Colbie Caillets single, "Try," addresses the pressure felt by all women to look perfect at the expense of liking themselves as they are. The song is featured on her current album, "Gypsy Heart."
July 13, 2014

July 15th is a special day for me. It’s exactly one year since my last chemotherapy, and one year ago I was bald, gaunt, sick, exhausted - feeling anything but beautiful. One year on, when I look in the mirror, the person I was before cancer is gone and I struggle with getting used to who I am now. I have hair again - grey, curly, short. My body is puffy, a souvenir of steroids, and I have lines on my face that weren’t there just a couple years ago. There are other subtle losses, too - when my partner looks at me, his eyes don’t light up in delight the way they did the first time he saw me, because then I had beautiful long blonde hair, and was thinner, and had more energy than a hydroelectric power plant. For a long time, I’ve felt like I lost…. me.
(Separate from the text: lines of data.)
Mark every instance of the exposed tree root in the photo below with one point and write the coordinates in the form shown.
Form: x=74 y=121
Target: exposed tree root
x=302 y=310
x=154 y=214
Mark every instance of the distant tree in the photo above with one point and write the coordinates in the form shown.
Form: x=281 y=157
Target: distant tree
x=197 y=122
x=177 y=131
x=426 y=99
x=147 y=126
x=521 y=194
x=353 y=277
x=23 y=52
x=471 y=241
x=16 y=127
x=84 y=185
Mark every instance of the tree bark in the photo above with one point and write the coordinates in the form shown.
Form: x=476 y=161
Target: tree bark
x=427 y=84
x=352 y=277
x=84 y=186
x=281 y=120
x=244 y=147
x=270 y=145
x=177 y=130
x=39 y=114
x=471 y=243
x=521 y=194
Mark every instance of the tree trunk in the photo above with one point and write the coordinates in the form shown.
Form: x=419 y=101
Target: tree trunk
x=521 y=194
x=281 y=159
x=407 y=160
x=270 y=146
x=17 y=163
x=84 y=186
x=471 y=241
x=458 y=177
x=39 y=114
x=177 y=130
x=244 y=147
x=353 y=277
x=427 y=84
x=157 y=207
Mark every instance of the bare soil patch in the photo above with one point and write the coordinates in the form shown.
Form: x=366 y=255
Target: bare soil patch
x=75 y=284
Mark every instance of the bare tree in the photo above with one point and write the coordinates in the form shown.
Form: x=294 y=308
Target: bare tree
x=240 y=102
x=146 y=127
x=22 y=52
Colbie Caillat’s song, Try, resonated with me - particularly at the 1:30 mark. It’s not about cancer, it’s about every woman being beautiful as themselves, without the make-up, the false lashes, the hair extensions. Without the unrealistic photoshopped beauty no one can ever live up to. And I’m learning to let go of what I used to be and recognise there are gains - my last blood test came back with as perfect a result as I could hope for, the cancer is gone. Every day that I can do something that I couldn’t do a week ago I celebrate, small victories have a special relish to them. And my partner looks at me now with an expression I didn’t see when we first met - with a relaxed, deep love that you only find over time.

So when I take my make up off, let what little hair I have down, take a breath and look into the mirror, at myself… I really don’t have to try so hard to like me.